ワンオペ育児にならないために必要なのは、柔軟に対応する気持ち

『ワンオペ育児』という言葉を聞いたことがあるだろうか。大まかに説明すると、家事、育児を妻か夫のどちらかがそのほとんどを行うことである。
きっとあの上司の男性は、後輩の男性の考え方では後輩夫婦がその状態になりかねないことを見抜いていたのだと思う。恐らく子供をみごもった時、子どもが産まれた時に線引きした考え方のままでいくと、妻側の現在の家事の量にそのまま出産と育児の負担が上乗せされると考えたのだろう。

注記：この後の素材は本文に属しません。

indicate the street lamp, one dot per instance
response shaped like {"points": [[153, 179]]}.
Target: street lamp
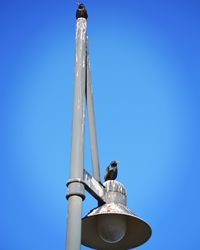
{"points": [[110, 226]]}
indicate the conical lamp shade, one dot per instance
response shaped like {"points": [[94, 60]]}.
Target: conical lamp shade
{"points": [[114, 227]]}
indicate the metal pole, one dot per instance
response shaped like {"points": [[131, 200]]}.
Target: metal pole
{"points": [[91, 122], [75, 186]]}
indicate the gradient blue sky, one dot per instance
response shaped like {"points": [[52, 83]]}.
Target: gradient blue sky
{"points": [[145, 59]]}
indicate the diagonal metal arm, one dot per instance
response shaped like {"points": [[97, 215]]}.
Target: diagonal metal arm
{"points": [[91, 120], [96, 189]]}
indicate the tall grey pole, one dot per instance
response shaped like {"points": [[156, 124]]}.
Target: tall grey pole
{"points": [[91, 122], [75, 187]]}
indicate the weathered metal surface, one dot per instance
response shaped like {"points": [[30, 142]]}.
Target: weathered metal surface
{"points": [[77, 147], [95, 188]]}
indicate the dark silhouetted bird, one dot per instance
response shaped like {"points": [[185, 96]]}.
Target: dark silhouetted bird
{"points": [[111, 171]]}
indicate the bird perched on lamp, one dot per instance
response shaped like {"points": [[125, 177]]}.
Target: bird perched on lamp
{"points": [[111, 171]]}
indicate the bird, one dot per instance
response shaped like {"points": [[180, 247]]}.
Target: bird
{"points": [[111, 171]]}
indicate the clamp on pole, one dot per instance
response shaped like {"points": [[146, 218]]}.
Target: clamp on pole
{"points": [[75, 187]]}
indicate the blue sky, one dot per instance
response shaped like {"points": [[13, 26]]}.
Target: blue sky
{"points": [[145, 71]]}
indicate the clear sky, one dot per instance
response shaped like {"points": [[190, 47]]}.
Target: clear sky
{"points": [[145, 60]]}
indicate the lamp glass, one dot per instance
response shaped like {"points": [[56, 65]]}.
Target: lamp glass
{"points": [[111, 228]]}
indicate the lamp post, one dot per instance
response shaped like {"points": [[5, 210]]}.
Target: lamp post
{"points": [[111, 225]]}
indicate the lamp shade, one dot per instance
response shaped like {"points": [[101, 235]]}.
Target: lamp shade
{"points": [[114, 227]]}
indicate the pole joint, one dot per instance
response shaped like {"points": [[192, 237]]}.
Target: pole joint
{"points": [[75, 188]]}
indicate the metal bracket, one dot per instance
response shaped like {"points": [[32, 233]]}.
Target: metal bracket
{"points": [[75, 187], [95, 188]]}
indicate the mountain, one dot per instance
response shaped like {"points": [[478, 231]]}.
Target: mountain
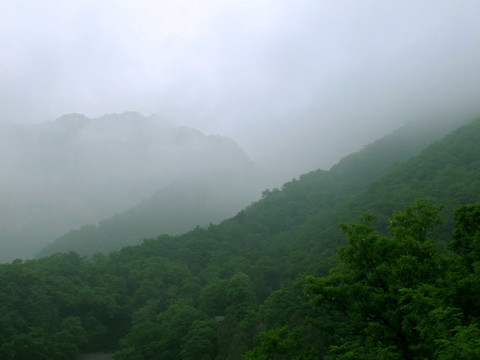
{"points": [[209, 292], [183, 205], [59, 175], [176, 209]]}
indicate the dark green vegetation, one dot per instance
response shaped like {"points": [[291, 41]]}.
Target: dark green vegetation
{"points": [[259, 285], [199, 201], [178, 208]]}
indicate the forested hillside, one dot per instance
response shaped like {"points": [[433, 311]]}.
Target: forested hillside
{"points": [[62, 174], [176, 209], [213, 197], [257, 286]]}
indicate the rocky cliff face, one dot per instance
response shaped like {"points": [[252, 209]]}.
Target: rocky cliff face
{"points": [[62, 174]]}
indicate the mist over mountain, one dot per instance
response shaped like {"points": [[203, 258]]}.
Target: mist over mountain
{"points": [[62, 174]]}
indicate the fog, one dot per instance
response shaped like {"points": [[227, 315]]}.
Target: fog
{"points": [[297, 84]]}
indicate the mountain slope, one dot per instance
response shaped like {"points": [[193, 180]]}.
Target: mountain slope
{"points": [[179, 207], [209, 292], [176, 209], [60, 175]]}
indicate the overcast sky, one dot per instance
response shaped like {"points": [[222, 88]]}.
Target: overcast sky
{"points": [[303, 82]]}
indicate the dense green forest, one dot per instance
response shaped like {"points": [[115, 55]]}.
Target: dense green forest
{"points": [[281, 279], [199, 201]]}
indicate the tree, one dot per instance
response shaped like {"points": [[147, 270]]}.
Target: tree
{"points": [[385, 286]]}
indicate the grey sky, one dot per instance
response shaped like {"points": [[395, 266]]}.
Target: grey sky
{"points": [[298, 82]]}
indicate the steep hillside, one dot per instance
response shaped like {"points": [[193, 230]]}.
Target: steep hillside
{"points": [[73, 171], [198, 201], [176, 209], [209, 292]]}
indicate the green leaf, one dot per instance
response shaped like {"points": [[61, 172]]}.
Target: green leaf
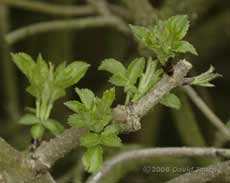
{"points": [[71, 74], [171, 100], [86, 96], [75, 106], [111, 140], [90, 140], [93, 159], [177, 26], [42, 67], [101, 121], [53, 126], [142, 34], [81, 120], [108, 98], [118, 80], [112, 129], [148, 79], [37, 131], [135, 69], [184, 46], [164, 38], [113, 66], [24, 62], [29, 119]]}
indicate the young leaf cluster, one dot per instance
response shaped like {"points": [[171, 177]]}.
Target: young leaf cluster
{"points": [[165, 38], [94, 114], [137, 79], [47, 84]]}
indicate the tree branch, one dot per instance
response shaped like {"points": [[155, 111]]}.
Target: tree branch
{"points": [[59, 25], [129, 116], [146, 154]]}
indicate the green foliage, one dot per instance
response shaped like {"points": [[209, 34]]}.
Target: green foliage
{"points": [[47, 84], [205, 78], [148, 79], [93, 158], [165, 37], [123, 77], [138, 79], [94, 114], [171, 100]]}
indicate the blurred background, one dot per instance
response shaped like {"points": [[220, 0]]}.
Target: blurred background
{"points": [[162, 127]]}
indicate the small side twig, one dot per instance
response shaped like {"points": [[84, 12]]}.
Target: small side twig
{"points": [[56, 148]]}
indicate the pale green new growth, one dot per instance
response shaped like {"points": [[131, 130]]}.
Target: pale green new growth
{"points": [[94, 114], [138, 79], [46, 85], [165, 37]]}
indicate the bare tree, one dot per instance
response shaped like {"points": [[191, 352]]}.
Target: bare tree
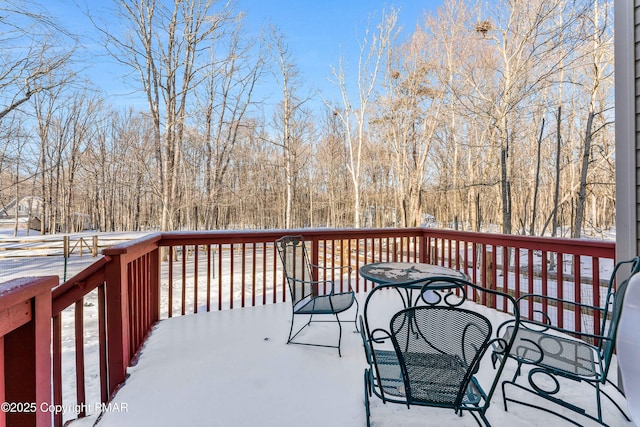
{"points": [[224, 100], [165, 47], [355, 118], [33, 53], [290, 120]]}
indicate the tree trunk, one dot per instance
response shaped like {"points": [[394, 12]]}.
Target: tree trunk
{"points": [[582, 192]]}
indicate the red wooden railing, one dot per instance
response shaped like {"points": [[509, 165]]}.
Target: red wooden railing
{"points": [[136, 284]]}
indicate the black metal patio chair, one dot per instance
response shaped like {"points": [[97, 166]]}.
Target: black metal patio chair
{"points": [[429, 353], [307, 291], [558, 356]]}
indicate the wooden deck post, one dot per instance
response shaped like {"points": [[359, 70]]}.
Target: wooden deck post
{"points": [[118, 353], [25, 338]]}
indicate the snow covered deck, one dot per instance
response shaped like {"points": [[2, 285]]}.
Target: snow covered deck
{"points": [[233, 368]]}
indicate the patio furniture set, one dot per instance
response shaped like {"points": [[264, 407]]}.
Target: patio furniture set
{"points": [[426, 335]]}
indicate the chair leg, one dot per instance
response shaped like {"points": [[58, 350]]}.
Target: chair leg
{"points": [[355, 320], [367, 409], [339, 334]]}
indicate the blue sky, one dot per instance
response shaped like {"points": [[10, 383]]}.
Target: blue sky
{"points": [[318, 33]]}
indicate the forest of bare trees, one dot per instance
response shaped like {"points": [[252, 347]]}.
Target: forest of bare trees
{"points": [[480, 118]]}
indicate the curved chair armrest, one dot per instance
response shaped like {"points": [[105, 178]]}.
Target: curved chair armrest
{"points": [[331, 284], [555, 300], [336, 267]]}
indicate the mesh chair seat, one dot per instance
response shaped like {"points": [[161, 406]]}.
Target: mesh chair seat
{"points": [[555, 352], [390, 379], [435, 378], [303, 279], [555, 355], [325, 304], [438, 347]]}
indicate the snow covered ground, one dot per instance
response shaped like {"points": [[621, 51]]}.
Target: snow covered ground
{"points": [[234, 368]]}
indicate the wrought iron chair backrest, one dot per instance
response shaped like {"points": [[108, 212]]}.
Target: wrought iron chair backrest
{"points": [[612, 311], [297, 268], [439, 349]]}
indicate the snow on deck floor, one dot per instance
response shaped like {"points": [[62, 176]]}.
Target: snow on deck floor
{"points": [[233, 368]]}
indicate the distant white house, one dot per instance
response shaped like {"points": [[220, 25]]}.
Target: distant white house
{"points": [[29, 211], [25, 207]]}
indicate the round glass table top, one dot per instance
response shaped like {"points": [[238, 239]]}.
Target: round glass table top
{"points": [[399, 272]]}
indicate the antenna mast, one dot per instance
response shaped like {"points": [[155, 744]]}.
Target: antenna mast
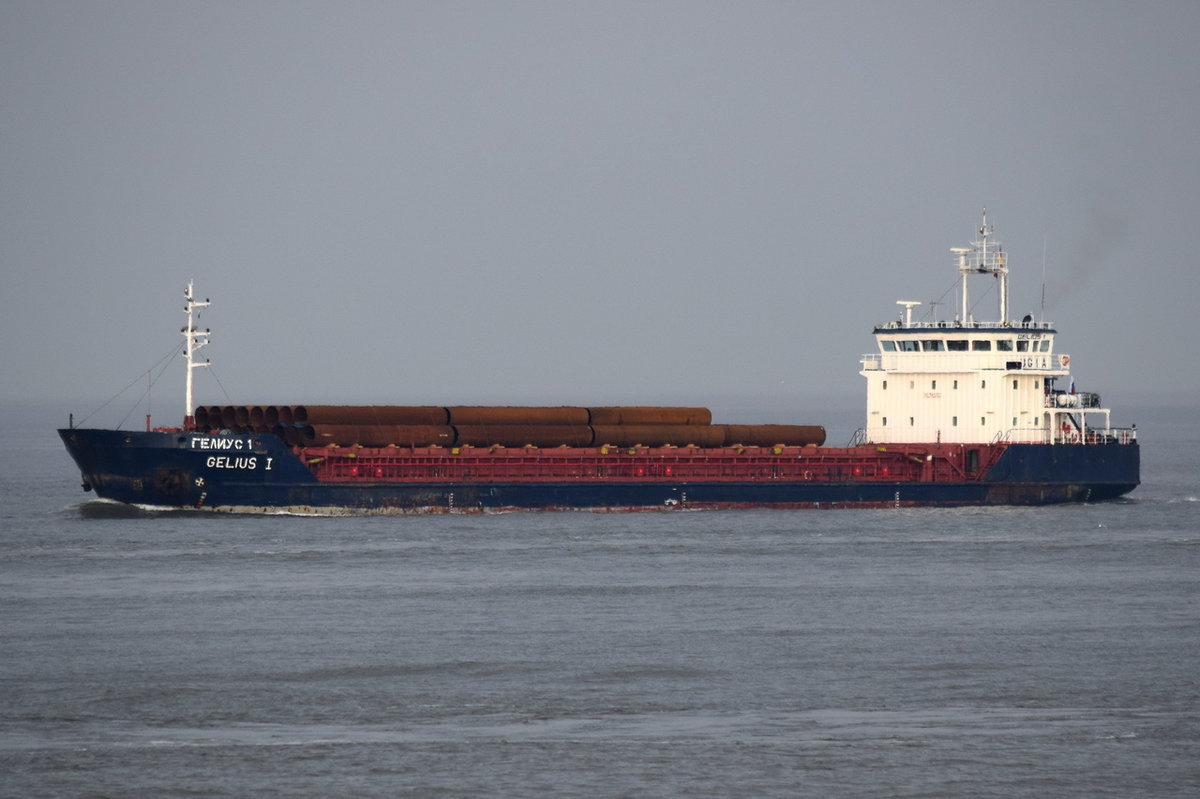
{"points": [[984, 257], [193, 340]]}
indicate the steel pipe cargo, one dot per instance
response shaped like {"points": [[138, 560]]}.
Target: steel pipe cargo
{"points": [[648, 415], [517, 415], [658, 434], [523, 434], [773, 434], [369, 415], [377, 434]]}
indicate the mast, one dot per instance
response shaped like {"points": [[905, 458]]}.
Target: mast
{"points": [[983, 257], [193, 340]]}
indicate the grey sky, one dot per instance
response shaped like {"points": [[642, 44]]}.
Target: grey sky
{"points": [[583, 203]]}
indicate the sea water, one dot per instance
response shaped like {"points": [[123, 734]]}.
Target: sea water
{"points": [[997, 652]]}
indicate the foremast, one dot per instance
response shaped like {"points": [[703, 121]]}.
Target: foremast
{"points": [[193, 340]]}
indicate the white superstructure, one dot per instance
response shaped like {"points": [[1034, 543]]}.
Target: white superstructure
{"points": [[975, 382]]}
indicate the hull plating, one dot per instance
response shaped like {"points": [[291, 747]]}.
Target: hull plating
{"points": [[261, 474]]}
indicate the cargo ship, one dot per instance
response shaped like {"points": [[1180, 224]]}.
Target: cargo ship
{"points": [[959, 412]]}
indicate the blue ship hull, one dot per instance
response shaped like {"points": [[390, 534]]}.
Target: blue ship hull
{"points": [[261, 474]]}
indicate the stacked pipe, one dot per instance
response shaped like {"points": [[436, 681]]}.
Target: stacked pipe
{"points": [[498, 426]]}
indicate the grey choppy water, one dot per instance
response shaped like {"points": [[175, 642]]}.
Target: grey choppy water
{"points": [[910, 653]]}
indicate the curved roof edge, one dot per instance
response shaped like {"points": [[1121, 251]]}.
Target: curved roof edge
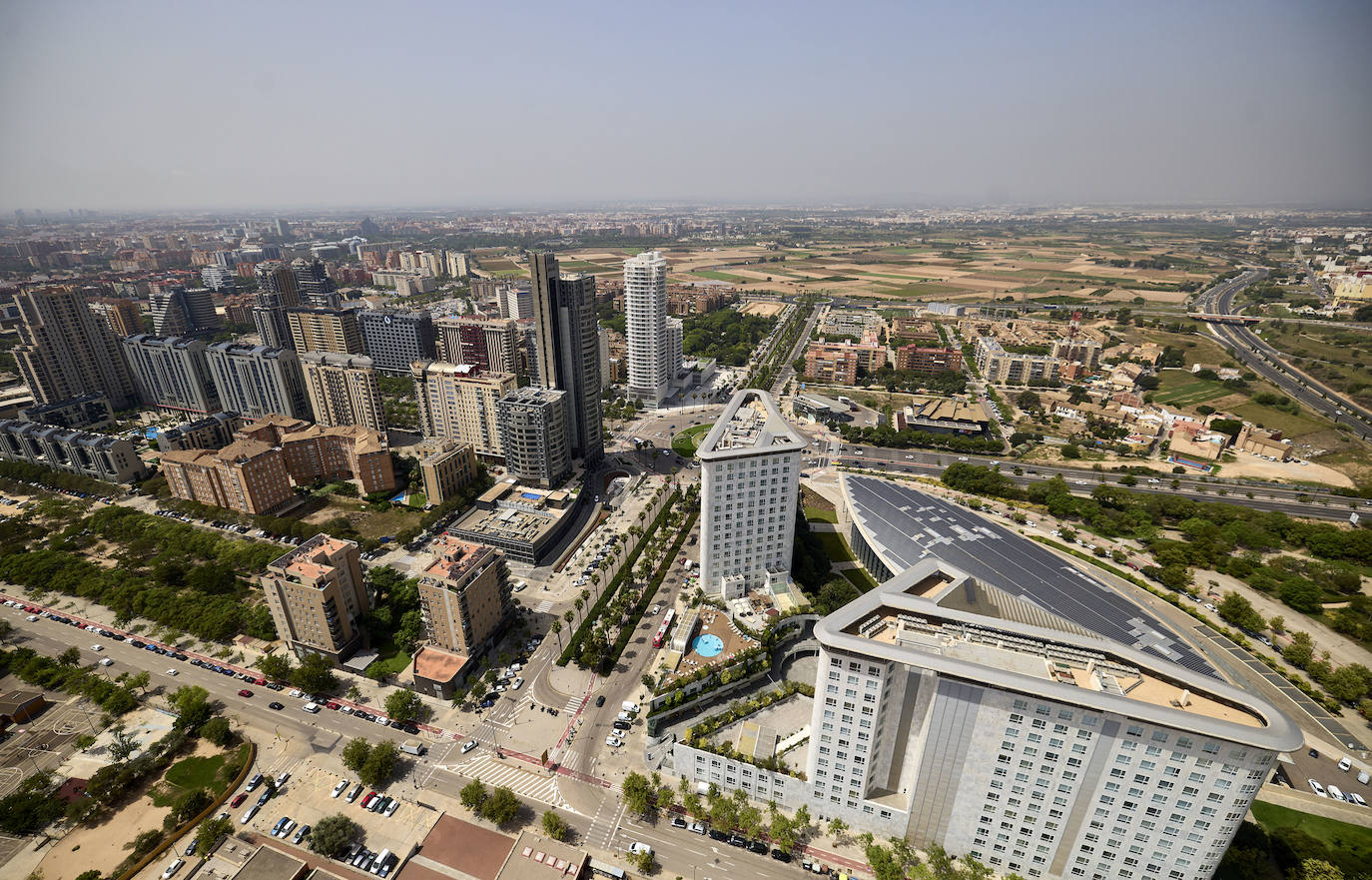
{"points": [[1279, 733], [782, 436]]}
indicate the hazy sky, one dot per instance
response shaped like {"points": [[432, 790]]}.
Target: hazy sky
{"points": [[113, 105]]}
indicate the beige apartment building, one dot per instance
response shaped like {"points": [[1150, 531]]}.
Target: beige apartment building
{"points": [[343, 391], [318, 597], [326, 330], [464, 596], [248, 475], [458, 402], [254, 472], [446, 465]]}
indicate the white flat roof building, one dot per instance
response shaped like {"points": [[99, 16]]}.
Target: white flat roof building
{"points": [[751, 480], [940, 717]]}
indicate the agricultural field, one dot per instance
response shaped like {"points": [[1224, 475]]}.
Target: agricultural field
{"points": [[957, 265]]}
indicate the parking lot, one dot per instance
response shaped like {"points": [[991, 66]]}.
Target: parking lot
{"points": [[308, 796]]}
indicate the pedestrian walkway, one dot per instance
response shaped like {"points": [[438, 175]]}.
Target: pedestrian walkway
{"points": [[516, 776]]}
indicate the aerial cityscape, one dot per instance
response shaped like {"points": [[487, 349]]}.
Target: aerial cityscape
{"points": [[879, 442]]}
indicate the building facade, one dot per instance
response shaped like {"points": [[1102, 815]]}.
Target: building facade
{"points": [[318, 597], [258, 381], [446, 465], [459, 402], [324, 330], [180, 312], [484, 342], [568, 351], [751, 482], [343, 391], [1006, 369], [1034, 750], [100, 455], [88, 411], [928, 360], [120, 314], [645, 305], [275, 296], [464, 596], [394, 338], [172, 374], [65, 351], [534, 436]]}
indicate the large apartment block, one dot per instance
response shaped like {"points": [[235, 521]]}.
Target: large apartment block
{"points": [[111, 458], [459, 402], [534, 436], [1006, 369], [66, 351], [943, 717], [318, 597], [928, 360], [326, 330], [172, 374], [343, 391], [394, 338], [254, 472], [257, 381], [843, 362], [464, 596], [444, 465], [751, 483], [248, 476], [120, 314]]}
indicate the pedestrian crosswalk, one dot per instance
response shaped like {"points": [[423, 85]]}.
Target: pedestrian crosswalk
{"points": [[517, 776]]}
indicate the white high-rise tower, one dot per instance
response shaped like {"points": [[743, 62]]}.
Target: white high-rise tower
{"points": [[649, 351]]}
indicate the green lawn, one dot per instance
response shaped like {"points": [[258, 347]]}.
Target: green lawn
{"points": [[1269, 418], [688, 440], [836, 545], [1349, 844], [195, 772], [1181, 389], [392, 660]]}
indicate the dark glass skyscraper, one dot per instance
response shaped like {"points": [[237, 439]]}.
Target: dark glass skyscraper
{"points": [[568, 349]]}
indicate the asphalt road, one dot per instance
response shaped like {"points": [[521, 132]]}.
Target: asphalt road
{"points": [[1272, 364], [1320, 504]]}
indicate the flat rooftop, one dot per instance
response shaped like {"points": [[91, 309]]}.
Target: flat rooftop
{"points": [[903, 526], [1044, 659], [902, 623], [749, 424]]}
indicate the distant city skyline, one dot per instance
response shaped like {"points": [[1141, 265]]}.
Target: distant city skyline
{"points": [[142, 106]]}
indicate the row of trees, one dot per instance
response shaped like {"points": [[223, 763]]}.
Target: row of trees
{"points": [[374, 765]]}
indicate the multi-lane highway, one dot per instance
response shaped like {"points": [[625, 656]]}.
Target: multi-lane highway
{"points": [[1272, 364], [1295, 501]]}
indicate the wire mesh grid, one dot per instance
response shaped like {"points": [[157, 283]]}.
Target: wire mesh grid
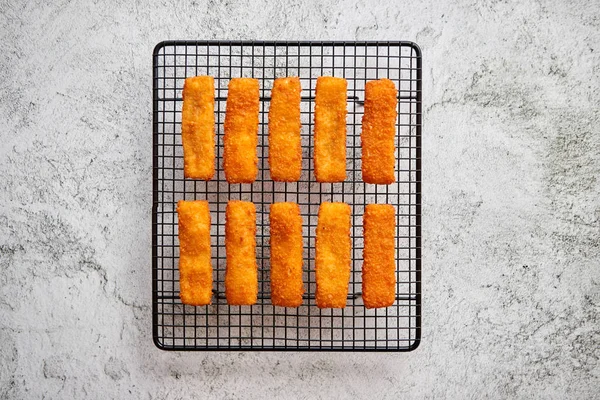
{"points": [[264, 326]]}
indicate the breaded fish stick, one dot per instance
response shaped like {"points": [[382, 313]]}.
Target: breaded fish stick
{"points": [[286, 255], [195, 269], [241, 131], [378, 132], [241, 274], [330, 129], [379, 269], [198, 127], [285, 152], [333, 255]]}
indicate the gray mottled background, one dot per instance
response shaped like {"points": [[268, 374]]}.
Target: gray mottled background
{"points": [[511, 202]]}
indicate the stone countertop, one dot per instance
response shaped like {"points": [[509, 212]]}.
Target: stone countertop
{"points": [[511, 209]]}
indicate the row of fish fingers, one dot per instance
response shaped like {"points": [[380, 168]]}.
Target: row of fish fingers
{"points": [[332, 254], [240, 161]]}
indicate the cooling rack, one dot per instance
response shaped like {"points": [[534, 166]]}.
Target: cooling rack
{"points": [[264, 326]]}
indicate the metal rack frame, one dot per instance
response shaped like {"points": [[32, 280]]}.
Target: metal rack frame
{"points": [[264, 326]]}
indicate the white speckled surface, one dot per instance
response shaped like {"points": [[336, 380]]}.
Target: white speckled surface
{"points": [[511, 235]]}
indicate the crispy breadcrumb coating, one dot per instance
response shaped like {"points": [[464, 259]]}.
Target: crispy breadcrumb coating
{"points": [[195, 269], [240, 160], [379, 267], [241, 272], [333, 249], [198, 127], [379, 131], [286, 255], [330, 129], [285, 152]]}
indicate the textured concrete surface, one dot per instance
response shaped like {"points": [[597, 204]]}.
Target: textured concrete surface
{"points": [[511, 201]]}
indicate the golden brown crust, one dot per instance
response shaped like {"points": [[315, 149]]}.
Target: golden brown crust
{"points": [[330, 129], [286, 255], [241, 272], [333, 248], [240, 161], [379, 268], [285, 152], [198, 127], [378, 132], [195, 269]]}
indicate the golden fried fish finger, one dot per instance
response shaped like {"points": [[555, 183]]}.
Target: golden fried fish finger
{"points": [[333, 255], [330, 129], [378, 132], [195, 269], [240, 160], [285, 152], [286, 255], [241, 272], [379, 269], [198, 127]]}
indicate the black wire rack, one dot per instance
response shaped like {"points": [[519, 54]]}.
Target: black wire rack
{"points": [[264, 326]]}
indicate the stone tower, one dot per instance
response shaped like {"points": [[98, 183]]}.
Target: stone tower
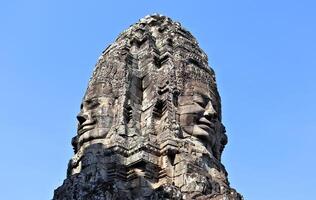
{"points": [[150, 122]]}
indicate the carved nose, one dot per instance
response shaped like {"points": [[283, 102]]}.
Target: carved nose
{"points": [[210, 112], [81, 118]]}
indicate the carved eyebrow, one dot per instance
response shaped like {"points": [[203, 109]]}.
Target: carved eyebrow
{"points": [[203, 95]]}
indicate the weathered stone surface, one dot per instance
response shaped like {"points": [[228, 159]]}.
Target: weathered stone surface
{"points": [[150, 122]]}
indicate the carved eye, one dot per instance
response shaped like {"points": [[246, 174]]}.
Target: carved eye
{"points": [[200, 101], [91, 104]]}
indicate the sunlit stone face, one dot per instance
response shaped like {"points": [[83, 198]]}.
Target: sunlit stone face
{"points": [[96, 114], [198, 114]]}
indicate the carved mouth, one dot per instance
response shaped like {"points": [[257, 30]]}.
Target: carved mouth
{"points": [[86, 127], [206, 125]]}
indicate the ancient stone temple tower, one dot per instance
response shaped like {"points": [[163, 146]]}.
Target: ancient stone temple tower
{"points": [[150, 122]]}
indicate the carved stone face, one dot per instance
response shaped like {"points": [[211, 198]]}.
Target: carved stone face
{"points": [[95, 118], [198, 116]]}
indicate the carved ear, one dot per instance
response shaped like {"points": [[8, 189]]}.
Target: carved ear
{"points": [[159, 108], [128, 112]]}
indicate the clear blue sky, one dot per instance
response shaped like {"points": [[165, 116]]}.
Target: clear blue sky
{"points": [[263, 53]]}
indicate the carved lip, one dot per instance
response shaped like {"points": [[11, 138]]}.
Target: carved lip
{"points": [[86, 127], [206, 125]]}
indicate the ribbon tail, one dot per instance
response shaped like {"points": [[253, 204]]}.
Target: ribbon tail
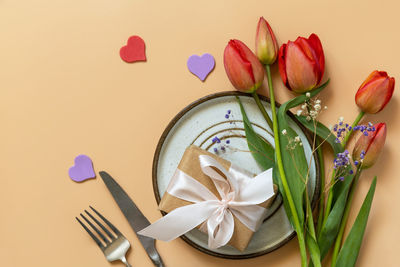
{"points": [[179, 221]]}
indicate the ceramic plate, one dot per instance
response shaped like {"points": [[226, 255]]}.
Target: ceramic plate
{"points": [[198, 124]]}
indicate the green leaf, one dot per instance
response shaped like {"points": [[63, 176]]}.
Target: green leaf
{"points": [[330, 230], [261, 150], [351, 247], [323, 132], [294, 160], [314, 250]]}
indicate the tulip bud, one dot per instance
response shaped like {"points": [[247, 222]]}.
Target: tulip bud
{"points": [[243, 68], [302, 63], [375, 92], [266, 45], [368, 147]]}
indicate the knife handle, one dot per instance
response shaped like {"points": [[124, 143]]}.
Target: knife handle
{"points": [[155, 257]]}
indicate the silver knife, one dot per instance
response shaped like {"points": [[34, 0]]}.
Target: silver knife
{"points": [[134, 216]]}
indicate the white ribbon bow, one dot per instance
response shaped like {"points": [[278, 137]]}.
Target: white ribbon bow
{"points": [[240, 195]]}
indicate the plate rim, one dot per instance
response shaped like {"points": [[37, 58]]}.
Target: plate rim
{"points": [[163, 137]]}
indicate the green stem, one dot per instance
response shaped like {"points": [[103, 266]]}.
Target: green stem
{"points": [[330, 194], [338, 242], [262, 109], [311, 230], [322, 188], [355, 123], [296, 221]]}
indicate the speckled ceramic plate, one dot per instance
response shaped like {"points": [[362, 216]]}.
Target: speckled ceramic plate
{"points": [[198, 124]]}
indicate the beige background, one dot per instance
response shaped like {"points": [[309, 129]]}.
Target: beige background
{"points": [[65, 91]]}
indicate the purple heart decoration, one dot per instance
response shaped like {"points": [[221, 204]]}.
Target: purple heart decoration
{"points": [[201, 66], [82, 170]]}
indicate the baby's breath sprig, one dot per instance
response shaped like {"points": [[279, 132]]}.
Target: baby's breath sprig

後輩の男性が上司との会話で「でもそれだと、仕事の後や休日に家事なんて大変じゃないですか?」と言っていたことからも察することができる。後輩の男性が「休日くらい休ませてくれよ」と言って家事をあまりしないタイプだと思ったのだろう。

仕事の後は家庭に帰る。家に帰れば妻がいる。そして子どもが生まれたら子どももいる。
仕事の後の家事を嫌がるのであれば、育児をするとも思えない。仕事のあとに手のかかることなどしたくないという気持ちはわかる。
……が、誰もがやりたくないけどやらなければならないものなら、他人だってやりたくないものかもしれない。やりたくないを理由に拒否してしまえば、そのやりたくないことを誰かがやらねばならなくなる。

この場合、夫側の負担も妻の負担に上乗せされかねないという事だ。家事と育児に置き換えて考えれば、ワンオペ育児になる可能性は十分すぎるほどあると言える。
夫婦で互いに納得していればいいのだけれど、もしも不満があるままで負担がどちらかに偏れば、生活が破綻するリスクがある。

「状況に合わせて臨機応変に対応できるようにしておかないと、こなすべきタスクが増えた時にどちらかの負担になってしまう」
あの会話上の上司の男性の発言の意図としては、こんなものだろうか。
柔軟に対応していかないとバランスは簡単に崩れる。負担がたまりすぎれば不満が生まれ、最悪の場合、夫婦仲も悪くなって共に生活を送ることすら出来なくなり、離婚することになる可能性すらある。

同じ家で生活を送るパートナーとして出産に向き合う

出産は夫婦でお互いの同意のもと、そして産む選択をするのであれば夫婦二人で支え合いながら行っていくものだと思っている。
妊娠したら、まず妊娠前と同じ生活は送れない。女性の場合は赤ちゃんの分だけ体は重くなるし、悪阻が始めれば身体的な負担だってある。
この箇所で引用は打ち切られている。